Accompagnés d’une dizaine de personnes, tous ses copains proches en somme, nous partions en direction de Lille, ville qui peut paraitre surprenante quand certains choisissent le soleil et la mer, mais pourtant, c’était notre décision. Alex, il adore Lille, et c’est la seule chose qui importe. Avec le vent et le froid. Mais ça, c’est un autre sujet.

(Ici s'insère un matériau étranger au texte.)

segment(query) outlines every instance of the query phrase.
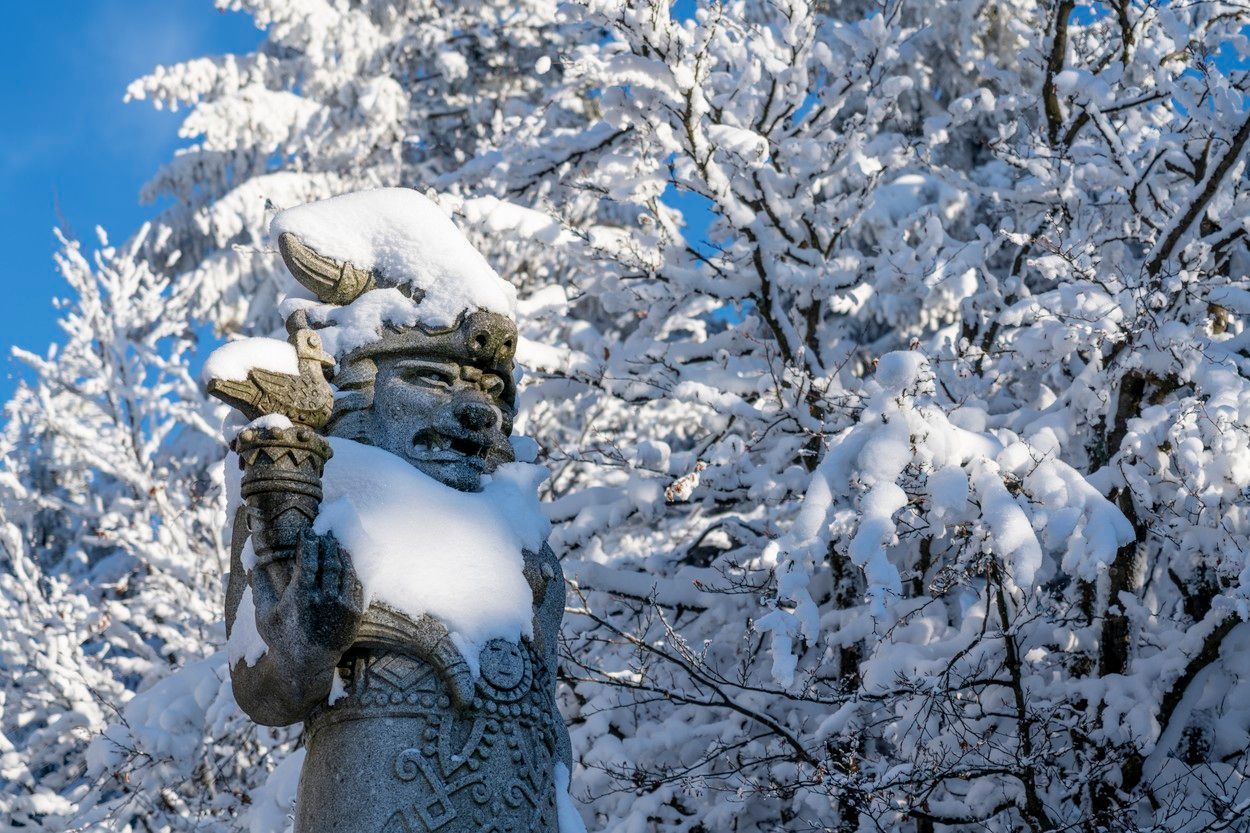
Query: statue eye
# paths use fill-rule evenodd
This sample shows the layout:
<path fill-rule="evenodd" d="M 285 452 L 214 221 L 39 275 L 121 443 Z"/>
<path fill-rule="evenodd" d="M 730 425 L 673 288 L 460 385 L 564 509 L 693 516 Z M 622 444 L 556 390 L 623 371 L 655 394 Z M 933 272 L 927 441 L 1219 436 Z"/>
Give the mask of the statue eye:
<path fill-rule="evenodd" d="M 450 388 L 455 379 L 446 370 L 440 370 L 430 365 L 412 365 L 404 369 L 404 378 L 409 381 Z"/>

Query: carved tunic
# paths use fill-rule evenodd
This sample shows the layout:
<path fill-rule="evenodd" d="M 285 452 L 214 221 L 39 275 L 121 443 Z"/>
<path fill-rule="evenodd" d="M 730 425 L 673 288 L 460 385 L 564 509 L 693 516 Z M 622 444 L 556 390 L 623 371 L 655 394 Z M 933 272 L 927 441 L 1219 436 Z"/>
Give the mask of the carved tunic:
<path fill-rule="evenodd" d="M 235 538 L 236 575 L 244 539 Z M 341 693 L 305 718 L 295 830 L 558 833 L 554 765 L 570 758 L 555 702 L 564 582 L 549 547 L 525 562 L 534 639 L 489 642 L 464 708 L 439 669 L 414 655 L 429 642 L 421 624 L 370 605 L 339 663 Z M 241 584 L 231 582 L 231 595 Z"/>

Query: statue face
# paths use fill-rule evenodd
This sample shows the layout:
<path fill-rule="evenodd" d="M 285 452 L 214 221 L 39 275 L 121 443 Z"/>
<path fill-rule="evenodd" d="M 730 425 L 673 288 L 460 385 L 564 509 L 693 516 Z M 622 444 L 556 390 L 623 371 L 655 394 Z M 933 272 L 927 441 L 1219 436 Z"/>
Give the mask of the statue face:
<path fill-rule="evenodd" d="M 376 359 L 374 445 L 454 489 L 478 492 L 481 475 L 512 458 L 505 380 L 446 355 Z"/>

Nous sommes arrivés le vendredi, dans un superbe immeuble lillois, très charmant et surtout suffisamment spacieux pour accueillir une douzaine de personnes. Moi, je partageais ma chambre avec Gabi, une danseuse professionnelle aussi drôle que touchante, et bien que son énergie fougueuse ait effrayé la mienne durant les premières minutes, c’est une pépite. Et tout ça annonçait un week-end parfait. Parce que c’était la grande réussite de ces deux jours : l’entente. Je le répète sans cesse, il est rare qu’autant de personnes venant d’univers différents matchent si bien. Moi-même, j’avais peur, je l’avoue. Passer autant de temps, comme dans la villa de Secret Story, avec des presque inconnus, ça s’annonçait compliqué. Alors oui, je connaissais brièvement certains membres de l’équipe mais, au final, aucun n’était mon ami, outre Alex évidemment.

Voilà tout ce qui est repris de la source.